3
votes

We tried to test the following example code for accessing HBase tables (Spark-1.3.1, HBase-1.1.1, Hadoop-2.7.0):

import sys

from pyspark import SparkContext

if __name__ == "__main__":

    if len(sys.argv) != 3:
        print >> sys.stderr, """
        Usage: hbase_inputformat <host> <table>
        Run with example jar:
        ./bin/spark-submit --driver-class-path /path/to/example/jar \
        /path/to/examples/hbase_inputformat.py <host> <table>
        Assumes you have some data in HBase already, running on <host>, in <table>
        """
        exit(-1)

    host = sys.argv[1]
    table = sys.argv[2]
    sc = SparkContext(appName="HBaseInputFormat")

    conf = {"hbase.zookeeper.quorum": host, "hbase.mapreduce.inputtable": table}
    keyConv = "org.apache.spark.examples.pythonconverters.ImmutableBytesWritableToStringConverter"
    valueConv = "org.apache.spark.examples.pythonconverters.HBaseResultToStringConverter"
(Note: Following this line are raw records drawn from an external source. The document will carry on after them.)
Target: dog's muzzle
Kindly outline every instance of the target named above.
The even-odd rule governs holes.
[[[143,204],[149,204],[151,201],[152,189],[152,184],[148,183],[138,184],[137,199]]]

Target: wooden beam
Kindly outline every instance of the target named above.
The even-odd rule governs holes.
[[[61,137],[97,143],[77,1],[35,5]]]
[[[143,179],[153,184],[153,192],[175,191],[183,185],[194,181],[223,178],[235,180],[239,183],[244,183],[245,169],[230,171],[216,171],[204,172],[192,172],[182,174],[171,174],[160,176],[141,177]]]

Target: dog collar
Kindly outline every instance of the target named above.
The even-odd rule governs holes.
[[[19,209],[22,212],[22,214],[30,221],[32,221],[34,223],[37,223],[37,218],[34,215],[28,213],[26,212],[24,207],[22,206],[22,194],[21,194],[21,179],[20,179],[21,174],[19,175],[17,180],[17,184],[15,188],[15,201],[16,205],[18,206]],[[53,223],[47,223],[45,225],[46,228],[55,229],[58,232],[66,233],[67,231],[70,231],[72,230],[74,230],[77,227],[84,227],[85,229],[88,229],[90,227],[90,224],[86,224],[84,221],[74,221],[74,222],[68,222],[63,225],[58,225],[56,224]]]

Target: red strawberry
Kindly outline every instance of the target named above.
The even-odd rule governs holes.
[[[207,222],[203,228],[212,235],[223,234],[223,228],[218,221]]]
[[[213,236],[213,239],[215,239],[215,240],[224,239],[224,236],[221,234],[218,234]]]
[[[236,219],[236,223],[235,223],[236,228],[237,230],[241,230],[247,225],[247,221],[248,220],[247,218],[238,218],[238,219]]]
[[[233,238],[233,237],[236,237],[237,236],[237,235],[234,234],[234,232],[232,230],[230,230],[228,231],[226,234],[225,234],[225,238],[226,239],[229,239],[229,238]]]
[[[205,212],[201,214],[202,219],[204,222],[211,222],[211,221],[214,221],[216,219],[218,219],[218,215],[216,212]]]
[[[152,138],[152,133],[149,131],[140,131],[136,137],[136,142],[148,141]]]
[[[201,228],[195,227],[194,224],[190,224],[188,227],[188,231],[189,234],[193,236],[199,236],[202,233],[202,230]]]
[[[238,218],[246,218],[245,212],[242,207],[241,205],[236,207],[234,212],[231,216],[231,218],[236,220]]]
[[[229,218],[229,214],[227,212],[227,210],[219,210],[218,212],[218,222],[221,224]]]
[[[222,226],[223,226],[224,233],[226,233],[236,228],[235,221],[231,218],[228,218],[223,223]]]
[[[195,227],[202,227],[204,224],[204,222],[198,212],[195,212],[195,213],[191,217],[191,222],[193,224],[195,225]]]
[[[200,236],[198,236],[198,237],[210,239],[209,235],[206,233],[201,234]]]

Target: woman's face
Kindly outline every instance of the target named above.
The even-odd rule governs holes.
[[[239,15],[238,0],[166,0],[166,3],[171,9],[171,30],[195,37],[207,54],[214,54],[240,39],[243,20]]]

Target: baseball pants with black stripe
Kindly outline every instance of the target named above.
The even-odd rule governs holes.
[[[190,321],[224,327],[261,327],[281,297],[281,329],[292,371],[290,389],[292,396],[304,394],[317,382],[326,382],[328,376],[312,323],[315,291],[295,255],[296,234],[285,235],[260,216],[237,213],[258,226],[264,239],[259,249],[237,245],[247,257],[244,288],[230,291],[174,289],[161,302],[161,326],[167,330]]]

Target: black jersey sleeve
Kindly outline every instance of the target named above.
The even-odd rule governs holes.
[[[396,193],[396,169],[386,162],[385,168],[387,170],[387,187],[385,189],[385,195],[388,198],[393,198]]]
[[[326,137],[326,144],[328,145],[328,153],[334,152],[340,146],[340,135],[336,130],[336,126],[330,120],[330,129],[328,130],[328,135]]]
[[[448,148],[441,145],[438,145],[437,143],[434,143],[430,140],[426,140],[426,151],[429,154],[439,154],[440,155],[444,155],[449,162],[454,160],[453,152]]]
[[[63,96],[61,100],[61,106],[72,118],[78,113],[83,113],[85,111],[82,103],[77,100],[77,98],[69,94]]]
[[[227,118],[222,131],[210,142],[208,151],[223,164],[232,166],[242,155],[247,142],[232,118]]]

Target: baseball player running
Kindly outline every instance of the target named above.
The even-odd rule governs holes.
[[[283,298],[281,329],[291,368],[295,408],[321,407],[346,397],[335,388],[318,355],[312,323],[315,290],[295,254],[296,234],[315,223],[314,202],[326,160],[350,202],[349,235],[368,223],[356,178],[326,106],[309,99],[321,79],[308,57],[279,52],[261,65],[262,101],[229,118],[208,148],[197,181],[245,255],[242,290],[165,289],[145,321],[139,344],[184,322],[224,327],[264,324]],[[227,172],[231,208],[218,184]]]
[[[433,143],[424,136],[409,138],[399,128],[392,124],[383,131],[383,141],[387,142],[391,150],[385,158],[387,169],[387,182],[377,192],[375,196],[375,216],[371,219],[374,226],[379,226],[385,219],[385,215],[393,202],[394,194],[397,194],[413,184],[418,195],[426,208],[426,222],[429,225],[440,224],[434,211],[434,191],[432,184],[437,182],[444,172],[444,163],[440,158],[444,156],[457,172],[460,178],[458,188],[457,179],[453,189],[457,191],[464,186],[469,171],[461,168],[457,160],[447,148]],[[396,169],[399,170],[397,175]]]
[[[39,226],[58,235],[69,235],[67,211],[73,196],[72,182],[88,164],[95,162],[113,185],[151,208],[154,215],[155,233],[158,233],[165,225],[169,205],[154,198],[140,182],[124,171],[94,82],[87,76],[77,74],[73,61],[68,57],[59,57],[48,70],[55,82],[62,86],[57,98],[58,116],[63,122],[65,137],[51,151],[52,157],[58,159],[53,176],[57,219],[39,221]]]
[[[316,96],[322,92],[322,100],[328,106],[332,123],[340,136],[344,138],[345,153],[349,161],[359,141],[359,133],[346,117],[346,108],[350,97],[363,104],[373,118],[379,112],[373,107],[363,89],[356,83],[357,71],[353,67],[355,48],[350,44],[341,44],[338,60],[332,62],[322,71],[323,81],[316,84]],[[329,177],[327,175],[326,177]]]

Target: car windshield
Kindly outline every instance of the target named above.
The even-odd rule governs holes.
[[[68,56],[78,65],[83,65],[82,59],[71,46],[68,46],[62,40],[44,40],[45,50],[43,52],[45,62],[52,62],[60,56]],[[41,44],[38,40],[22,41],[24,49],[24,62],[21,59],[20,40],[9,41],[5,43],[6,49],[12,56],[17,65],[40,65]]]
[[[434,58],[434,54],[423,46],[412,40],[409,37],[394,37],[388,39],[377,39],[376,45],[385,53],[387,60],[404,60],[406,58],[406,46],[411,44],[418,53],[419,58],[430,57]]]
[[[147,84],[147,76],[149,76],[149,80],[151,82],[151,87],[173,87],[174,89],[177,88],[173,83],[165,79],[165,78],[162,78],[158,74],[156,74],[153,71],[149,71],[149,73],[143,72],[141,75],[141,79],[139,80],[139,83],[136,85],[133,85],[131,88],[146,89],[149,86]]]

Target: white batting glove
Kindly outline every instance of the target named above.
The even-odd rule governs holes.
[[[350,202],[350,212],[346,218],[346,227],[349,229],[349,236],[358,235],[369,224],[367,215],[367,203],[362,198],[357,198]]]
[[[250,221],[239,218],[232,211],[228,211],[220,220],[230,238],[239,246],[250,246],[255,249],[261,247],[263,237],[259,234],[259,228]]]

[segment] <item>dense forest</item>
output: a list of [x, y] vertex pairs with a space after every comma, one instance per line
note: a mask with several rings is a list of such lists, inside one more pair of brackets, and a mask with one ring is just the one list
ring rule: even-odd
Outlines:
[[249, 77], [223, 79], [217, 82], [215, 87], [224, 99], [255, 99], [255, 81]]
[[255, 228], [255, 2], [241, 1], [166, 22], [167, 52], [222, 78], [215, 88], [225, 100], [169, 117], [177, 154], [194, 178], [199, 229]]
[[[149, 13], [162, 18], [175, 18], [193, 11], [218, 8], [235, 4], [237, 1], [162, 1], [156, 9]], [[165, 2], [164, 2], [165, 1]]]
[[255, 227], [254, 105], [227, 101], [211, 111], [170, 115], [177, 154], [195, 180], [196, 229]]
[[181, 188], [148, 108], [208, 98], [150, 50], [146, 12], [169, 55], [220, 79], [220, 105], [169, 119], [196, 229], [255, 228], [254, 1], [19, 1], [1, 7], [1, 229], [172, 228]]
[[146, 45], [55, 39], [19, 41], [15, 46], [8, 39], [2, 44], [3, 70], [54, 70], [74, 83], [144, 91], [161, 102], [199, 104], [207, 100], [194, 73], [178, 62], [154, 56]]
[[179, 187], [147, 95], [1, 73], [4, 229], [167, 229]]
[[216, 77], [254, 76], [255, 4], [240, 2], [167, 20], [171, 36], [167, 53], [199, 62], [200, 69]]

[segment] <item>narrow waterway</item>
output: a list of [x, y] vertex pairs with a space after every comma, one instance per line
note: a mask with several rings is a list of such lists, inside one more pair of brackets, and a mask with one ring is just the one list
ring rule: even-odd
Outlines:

    hbase_rdd = sc.newAPIHadoopRDD(
        "org.apache.hadoop.hbase.mapreduce.TableInputFormat",
        "org.apache.hadoop.hbase.io.ImmutableBytesWritable",
        "org.apache.hadoop.hbase.client.Result",
        keyConverter=keyConv,
        valueConverter=valueConv,
        conf=conf)
    output = hbase_rdd.collect()
    for (k, v) in output:
        print (k, v)

    sc.stop() 

We got the following error:

15/10/14 12:46:24 INFO BlockManagerMaster: Registered BlockManager Traceback (most recent call last): File "/opt/python/son.py", line 30, in conf=conf) File "/usr/hdp/2.3.0.0-2557/spark/python/pyspark/context.py", line 547, in newAPIHadoopRDD jconf, batchSize) File "/usr/hdp/2.3.0.0-2557/spark/python/lib/py4j-0.8.2.1-src.zip/py4j/java_gateway.py", line 538, in call File "/usr/hdp/2.3.0.0-2557/spark/python/lib/py4j-0.8.2.1-src.zip/py4j/protocol.py", line 300, in get_return_value py4j.protocol.Py4JJavaError: An error occurred while calling z:org.apache.spark.api.python.PythonRDD.newAPIHadoopRDD. : java.lang.ClassNotFoundException: org.apache.hadoop.hbase.io.ImmutableBytesWritable at java.net.URLClassLoader$1.run(URLClassLoader.java:366) at java.net.URLClassLoader$1.run(URLClassLoader.java:355) at java.security.AccessController.doPrivileged(Native Method) at java.net.URLClassLoader.findClass(URLClassLoader.java:354) at java.lang.ClassLoader.loadClass(ClassLoader.java:425) at java.lang.ClassLoader.loadClass(ClassLoader.java:358) at java.lang.Class.forName0(Native Method) at java.lang.Class.forName(Class.java:278) at org.apache.spark.util.Utils$.classForName(Utils.scala:157) at org.apache.spark.api.python.PythonRDD$.newAPIHadoopRDDFromClassNames(PythonRDD.scala:509) at org.apache.spark.api.python.PythonRDD$.newAPIHadoopRDD(PythonRDD.scala:494) at org.apache.spark.api.python.PythonRDD.newAPIHadoopRDD(PythonRDD.scala) at sun.reflect.NativeMethodAccessorImpl.invoke0(Native Method) at sun.reflect.NativeMethodAccessorImpl.invoke(NativeMethodAccessorImpl.java:57) at sun.reflect.DelegatingMethodAccessorImpl.invoke(DelegatingMethodAccessorImpl.java:43) at java.lang.reflect.Method.invoke(Method.java:606) at py4j.reflection.MethodInvoker.invoke(MethodInvoker.java:231) at py4j.reflection.ReflectionEngine.invoke(ReflectionEngine.java:379) at py4j.Gateway.invoke(Gateway.java:259) at py4j.commands.AbstractCommand.invokeMethod(AbstractCommand.java:133) at py4j.commands.CallCommand.execute(CallCommand.java:79) at py4j.GatewayConnection.run(GatewayConnection.java:207) at java.lang.Thread.run(Thread.java:745)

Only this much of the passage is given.